Since a patient may have been admitted several times during the period in which our data were collected, it is important to understand exactly how to identify patients and his/her stay(s).
There are essentially four identifiers for data associated with any given patient:
Figure 1.4 illustrates the possible data available for a given individual, identified by a ``subject_id''. Time progresses from left to right, and the different types of data collected are shown vertically. Each subject can have multiple hospital admissions, identified with ``hadm_ids''. Each hosptial admission can contain multiple ICU stays, identified with ``icustay_ids''. Waveforms collected during ICU stays are identified using ``case_ids''. Laboratory and microbiology tests are performed throughout a hospital stay and can therefore take place outside the ICU stay. Vital sign validation, medications, fluid balances and nursing notes are only performed in the ICU and are not available during the remainder of the hospital stay. Date of death is recorded in-hospital and has also been obtained from social security records for out-of-hospital mortality.
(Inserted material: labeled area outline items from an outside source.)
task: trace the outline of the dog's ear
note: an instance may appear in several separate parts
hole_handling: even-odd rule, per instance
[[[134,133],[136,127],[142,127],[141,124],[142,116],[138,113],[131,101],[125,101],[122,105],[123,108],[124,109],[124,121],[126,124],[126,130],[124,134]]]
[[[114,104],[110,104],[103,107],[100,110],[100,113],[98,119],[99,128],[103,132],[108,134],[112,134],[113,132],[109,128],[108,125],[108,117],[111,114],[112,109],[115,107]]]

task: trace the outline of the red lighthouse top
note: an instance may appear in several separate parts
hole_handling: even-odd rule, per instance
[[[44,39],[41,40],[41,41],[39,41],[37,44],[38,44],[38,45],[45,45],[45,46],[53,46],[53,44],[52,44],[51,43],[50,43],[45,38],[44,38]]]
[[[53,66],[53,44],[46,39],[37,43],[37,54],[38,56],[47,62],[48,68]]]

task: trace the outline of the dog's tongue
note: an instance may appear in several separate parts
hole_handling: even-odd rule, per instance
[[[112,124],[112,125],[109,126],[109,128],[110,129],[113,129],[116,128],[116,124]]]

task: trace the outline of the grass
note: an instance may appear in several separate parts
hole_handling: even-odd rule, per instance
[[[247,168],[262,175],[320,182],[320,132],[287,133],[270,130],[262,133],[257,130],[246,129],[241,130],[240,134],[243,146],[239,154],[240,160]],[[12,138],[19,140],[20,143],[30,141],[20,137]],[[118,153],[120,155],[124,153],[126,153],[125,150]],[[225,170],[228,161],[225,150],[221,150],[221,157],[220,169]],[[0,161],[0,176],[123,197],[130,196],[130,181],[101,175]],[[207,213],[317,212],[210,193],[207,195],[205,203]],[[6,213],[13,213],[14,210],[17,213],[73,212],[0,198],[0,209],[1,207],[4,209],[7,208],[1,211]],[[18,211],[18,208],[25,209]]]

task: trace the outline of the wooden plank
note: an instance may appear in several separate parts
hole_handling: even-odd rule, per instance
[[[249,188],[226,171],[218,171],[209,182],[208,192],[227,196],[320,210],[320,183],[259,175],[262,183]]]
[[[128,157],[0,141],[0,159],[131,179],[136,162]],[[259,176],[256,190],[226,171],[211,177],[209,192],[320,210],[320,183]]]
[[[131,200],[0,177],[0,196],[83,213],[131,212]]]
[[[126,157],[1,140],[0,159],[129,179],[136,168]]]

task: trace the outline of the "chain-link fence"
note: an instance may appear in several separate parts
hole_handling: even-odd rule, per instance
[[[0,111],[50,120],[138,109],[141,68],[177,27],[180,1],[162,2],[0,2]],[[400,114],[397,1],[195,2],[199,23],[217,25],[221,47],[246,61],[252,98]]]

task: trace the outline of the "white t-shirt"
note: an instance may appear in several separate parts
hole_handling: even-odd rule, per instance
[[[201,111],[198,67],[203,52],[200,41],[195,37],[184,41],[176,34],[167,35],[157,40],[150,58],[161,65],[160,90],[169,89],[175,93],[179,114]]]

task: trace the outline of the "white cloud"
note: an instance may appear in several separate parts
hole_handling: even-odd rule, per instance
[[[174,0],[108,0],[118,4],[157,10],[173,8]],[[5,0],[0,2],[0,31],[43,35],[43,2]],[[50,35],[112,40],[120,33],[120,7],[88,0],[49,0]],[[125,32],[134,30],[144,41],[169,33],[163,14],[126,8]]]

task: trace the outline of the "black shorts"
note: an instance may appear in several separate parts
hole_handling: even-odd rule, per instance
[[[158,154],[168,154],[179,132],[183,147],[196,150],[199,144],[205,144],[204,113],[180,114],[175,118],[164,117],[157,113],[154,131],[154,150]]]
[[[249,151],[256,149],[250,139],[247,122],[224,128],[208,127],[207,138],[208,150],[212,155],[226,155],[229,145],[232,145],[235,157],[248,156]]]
The above illustrates an ``ideal'' case where the timestamps associated with the data fall within the hospital and/or ICU stay. Unfortunately, real-world issues can complicate matters allowing data to be recorded outside of a patient stay. For example, a patient could be physically present in the ICU and connected to monitors before their admission has been entered into the system. This results in a waveform recording which starts before the subject's ICU admission. Furthermore, missing/mistaken data can mean that ICU stays exist where there is no matching hospital admission record.
Note that a patient may move between ICUs during any given admission. If the move is longer than 24 hours, we define it to be a new ICU stay. Note also that the amount of data varies during and between ICU stays and that data are often missing - see section 1.6.